Anonymous Monk has asked for the wisdom of the Perl Monks concerning the following question:

Hello monks!
I have two files, in the following formats:
FILE1 peter 1234 nick 1111 john 4567 mike 3333 george 2222 antony 5632 migel 1209 FILE2 john 7559 mike 3333 george 2222 peter 5643 nick 1111 julia 3456
What I want to do is:
Read through FILE1 and store name and number in a hash, call it %hash1 [I have done it]
Foreach $key of %hash1, I must check if it exists in FILE2. If it exists, I must then check if the number in FILE1 [$hash1{$key}] is the same with the number in FILE2 {$hash2{$key}}. If it is the same, I print $key."\t".'OK'."$hash1{$key}";
and if the numbers don't match, I will print $key."\tWRONG".$hash1{$key}.
Also, if a $key of $hash1 does not exist in FILE2, I must print it.
To be more clear, I must have:
peter WRONG 1234 nick OK 1111 john WRONG 4567 mike OK 3333 george OK 2222 antony WRONG 5632 migel WRONG 1209
I have written:
open ONE, $FILE1; while (<ONE>) { chomp; if ($_=~/^(.*)\t(.*)/) { $hash1{$1} =$2; } } foreach $key(keys %hash1) { open TWO, $FILE2; while (<TWO>) { chomp; if ($_=~/^$key\t(.*)/) { if ($1 eq $hash1{$key}) { print $key."\t".'OK'."$hash1{$key}"."\n"; } else { print $key."\t".'WRONG'."\t".$hash1{$key}."\n"; } } } }
What I cannot do is print all names of FILE1 that ARE NOT in FILE2.
Any hints?

Code tags added by GrandFather

Replies are listed 'Best First'.
Re: iterating through a hash?
by shmem (Chancellor) on Sep 17, 2006 at 10:08 UTC

    Why do you open file2 for every key in %hash1, go through that file from start to end to only look at the key at one line?

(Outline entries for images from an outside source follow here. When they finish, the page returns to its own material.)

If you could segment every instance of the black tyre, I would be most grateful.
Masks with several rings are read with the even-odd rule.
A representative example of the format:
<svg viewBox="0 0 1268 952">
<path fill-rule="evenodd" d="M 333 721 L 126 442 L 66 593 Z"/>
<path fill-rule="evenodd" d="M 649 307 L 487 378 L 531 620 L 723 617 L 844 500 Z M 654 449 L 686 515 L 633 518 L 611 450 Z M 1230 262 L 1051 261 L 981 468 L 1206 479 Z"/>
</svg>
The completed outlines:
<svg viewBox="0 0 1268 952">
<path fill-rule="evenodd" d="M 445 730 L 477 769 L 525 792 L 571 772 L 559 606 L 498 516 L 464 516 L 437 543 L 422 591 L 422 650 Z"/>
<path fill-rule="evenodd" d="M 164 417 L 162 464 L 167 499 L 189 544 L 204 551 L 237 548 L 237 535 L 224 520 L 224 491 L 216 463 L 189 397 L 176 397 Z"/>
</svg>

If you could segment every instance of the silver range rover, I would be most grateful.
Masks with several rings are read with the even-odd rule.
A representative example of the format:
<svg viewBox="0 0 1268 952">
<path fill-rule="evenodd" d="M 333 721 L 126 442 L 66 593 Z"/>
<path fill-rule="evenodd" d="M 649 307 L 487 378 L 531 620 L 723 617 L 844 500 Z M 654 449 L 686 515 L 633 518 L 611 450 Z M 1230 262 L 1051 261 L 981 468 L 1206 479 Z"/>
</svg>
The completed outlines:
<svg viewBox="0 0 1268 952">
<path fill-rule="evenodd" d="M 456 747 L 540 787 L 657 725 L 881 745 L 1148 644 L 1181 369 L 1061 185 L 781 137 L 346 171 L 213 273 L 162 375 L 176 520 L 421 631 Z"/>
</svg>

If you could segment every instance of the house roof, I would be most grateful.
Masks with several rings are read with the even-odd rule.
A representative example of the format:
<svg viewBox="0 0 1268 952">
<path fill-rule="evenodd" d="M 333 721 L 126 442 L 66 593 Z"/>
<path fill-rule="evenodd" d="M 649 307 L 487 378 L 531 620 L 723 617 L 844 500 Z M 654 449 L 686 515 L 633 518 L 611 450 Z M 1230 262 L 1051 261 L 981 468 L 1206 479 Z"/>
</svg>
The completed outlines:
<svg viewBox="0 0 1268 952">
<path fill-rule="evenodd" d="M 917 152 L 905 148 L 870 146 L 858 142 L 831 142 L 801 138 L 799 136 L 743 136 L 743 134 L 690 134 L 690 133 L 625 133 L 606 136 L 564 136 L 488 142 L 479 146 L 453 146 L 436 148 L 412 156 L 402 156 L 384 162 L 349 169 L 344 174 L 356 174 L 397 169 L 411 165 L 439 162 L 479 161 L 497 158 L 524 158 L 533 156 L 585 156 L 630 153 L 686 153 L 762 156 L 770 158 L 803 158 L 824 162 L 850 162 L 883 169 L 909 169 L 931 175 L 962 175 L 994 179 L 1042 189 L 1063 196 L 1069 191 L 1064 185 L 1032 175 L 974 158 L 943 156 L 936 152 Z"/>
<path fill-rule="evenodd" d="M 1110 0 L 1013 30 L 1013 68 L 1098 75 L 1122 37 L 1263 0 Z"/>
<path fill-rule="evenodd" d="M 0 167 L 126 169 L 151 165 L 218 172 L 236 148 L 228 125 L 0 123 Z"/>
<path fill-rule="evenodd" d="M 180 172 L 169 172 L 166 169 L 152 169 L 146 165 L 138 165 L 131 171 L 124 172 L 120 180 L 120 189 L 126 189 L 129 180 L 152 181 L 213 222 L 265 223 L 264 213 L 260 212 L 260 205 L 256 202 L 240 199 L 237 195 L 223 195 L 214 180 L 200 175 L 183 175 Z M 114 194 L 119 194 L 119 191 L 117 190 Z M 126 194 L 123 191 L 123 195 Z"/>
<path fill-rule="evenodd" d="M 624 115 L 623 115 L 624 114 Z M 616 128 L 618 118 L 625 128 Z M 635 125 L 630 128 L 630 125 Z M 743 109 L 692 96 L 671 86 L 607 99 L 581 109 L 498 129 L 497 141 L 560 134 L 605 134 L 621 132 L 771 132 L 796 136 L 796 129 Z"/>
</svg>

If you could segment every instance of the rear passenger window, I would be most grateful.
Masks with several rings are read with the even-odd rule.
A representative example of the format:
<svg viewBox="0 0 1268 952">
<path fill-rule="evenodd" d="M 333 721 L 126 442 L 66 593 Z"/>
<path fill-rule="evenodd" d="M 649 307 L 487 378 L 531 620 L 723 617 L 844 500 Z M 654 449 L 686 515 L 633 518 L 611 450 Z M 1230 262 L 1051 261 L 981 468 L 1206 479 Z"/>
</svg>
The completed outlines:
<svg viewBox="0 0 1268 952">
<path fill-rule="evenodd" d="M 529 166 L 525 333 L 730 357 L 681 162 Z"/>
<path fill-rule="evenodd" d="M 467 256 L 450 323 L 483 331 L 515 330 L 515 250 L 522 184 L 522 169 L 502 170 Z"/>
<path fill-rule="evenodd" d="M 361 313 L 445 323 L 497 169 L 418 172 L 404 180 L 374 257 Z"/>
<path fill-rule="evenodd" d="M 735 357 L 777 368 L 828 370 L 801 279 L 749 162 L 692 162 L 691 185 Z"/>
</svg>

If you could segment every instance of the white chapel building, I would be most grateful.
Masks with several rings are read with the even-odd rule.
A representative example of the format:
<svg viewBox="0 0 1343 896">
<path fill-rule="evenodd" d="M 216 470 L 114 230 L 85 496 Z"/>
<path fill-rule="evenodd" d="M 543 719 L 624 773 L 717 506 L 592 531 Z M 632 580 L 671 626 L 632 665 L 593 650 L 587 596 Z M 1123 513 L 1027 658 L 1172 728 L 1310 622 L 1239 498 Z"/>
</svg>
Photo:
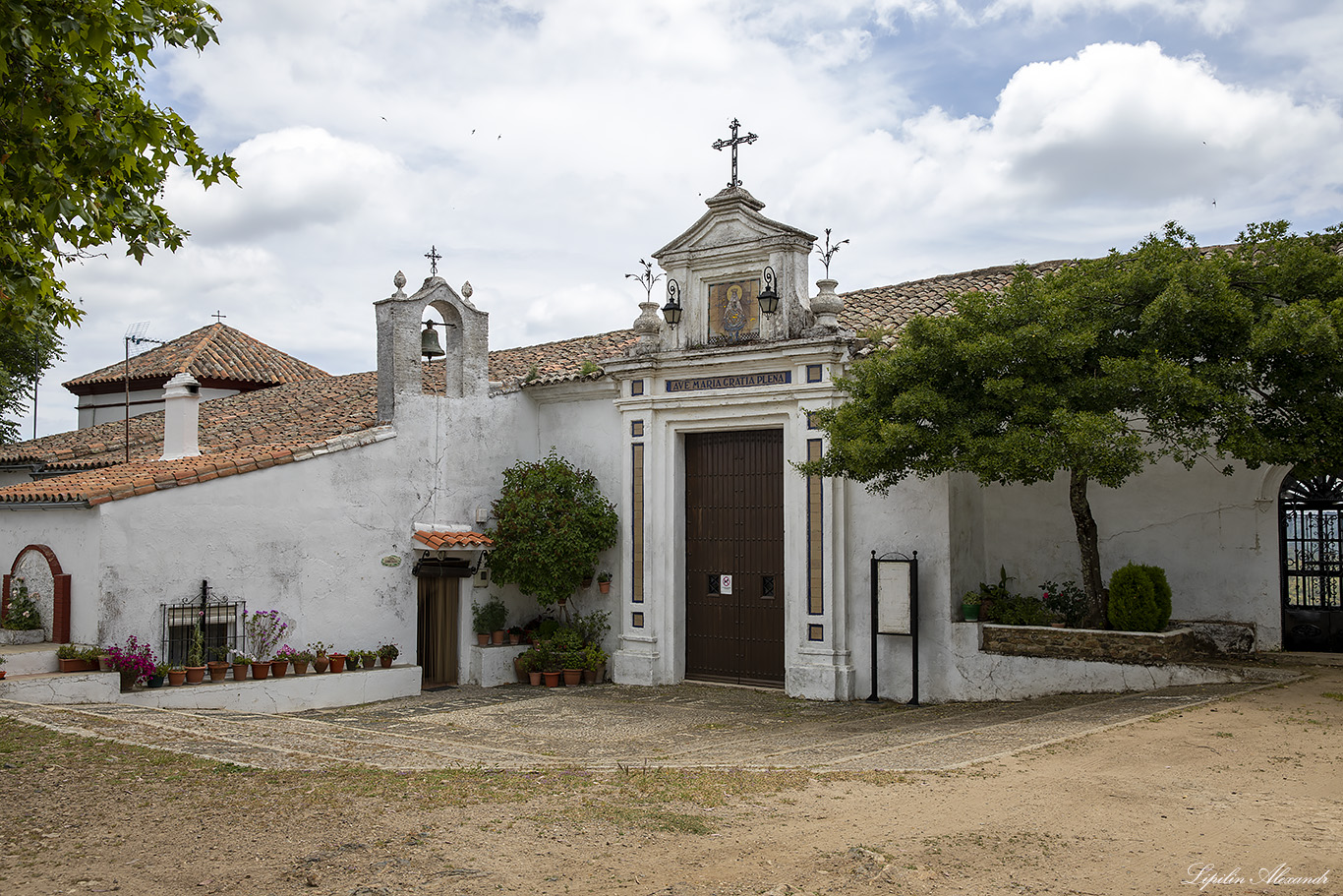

    It suffices to open file2 once, read in key/value pairs (as you did with file1); whilst doing so you can find out whether the current key exists in file1:

    open TWO, '<', $FILE2; # better be explicit ;-) while (<TWO>) { chomp; # correct indent level is here. my ($key,$value) = split /\s+/,$_; print "$key NOT IN FILE 1\n" unless $hash1{$key}; $hash2{$key} = $value; }
    Now you have %hash1 and %hash2 populated; you can iterate over the key lists and see if they exist in each other, and if so, whether their values are identical:
    foreach my $key (keys %hash1) { if(exists($hash2{$key}) { if($hash1{$key} == $hash2{$key}) # '==' if numeric, 'eq' if + string { ... } else { ... } } else # this is the case you missed - $key not in file2 { ... } }

    --shmem

    _($_=" "x(1<<5)."?\n".q·/)Oo.  G°\        /
                                  /\_¯/(q    /
    ----------------------------  \__(m.====·.(_("always off the crowd"))."·
    ");sub _{s./.($e="'Itrs `mnsgdq Gdbj O`qkdq")=~y/"-y/#-z/;$e.e && print}
      The solution could even use just 1 hash if the whitespace separating the name and number is the same (same number of tabs or spaces).
      #!/usr/bin/perl use strict; use warnings; open FH2, "o44.txt" or die $!; my %file2 = map{ $_ => 1} <FH2>; close FH2 or die $!; open FH1, "o33.txt" or die $!; while (<FH1>) { s/\s+/$file2{ $_ } ? " OK " : " WRONG "/e; print; } close FH1 or die $!;
      Cristoforo is right about needing only one hash to do this, but it doesn't need to depend on having identical whitespace in the two files:
      use strict; my %hash; open( F, "<", "file1" ) or die "file1: $!"; while (<F>) { my ( $name, $val ) = split; $hash{$name} = $val; } open( F, "<", "file2" ) or die "file2: $!"; while (<F>) { my ( $name, $val ) = split; if ( exists( $hash{$name} ) { my $status = ( $hash{$name} eq $val ) ? 'OK':'WRONG'; print "$name\t$status\t$hash{$name}\n"; delete $hash{$name}; # don't need this anymore } } # any keys left in hash are cases where a file1 name was not found in +file2 # so print those now: if ( keys %hash ) { print "\nNames not found in file2:\n"; print "$_\t$hash{$_}\n" for ( sort keys %hash ); }
      (updated the code so that the names are always printed with the values from file1, as per the OP spec.)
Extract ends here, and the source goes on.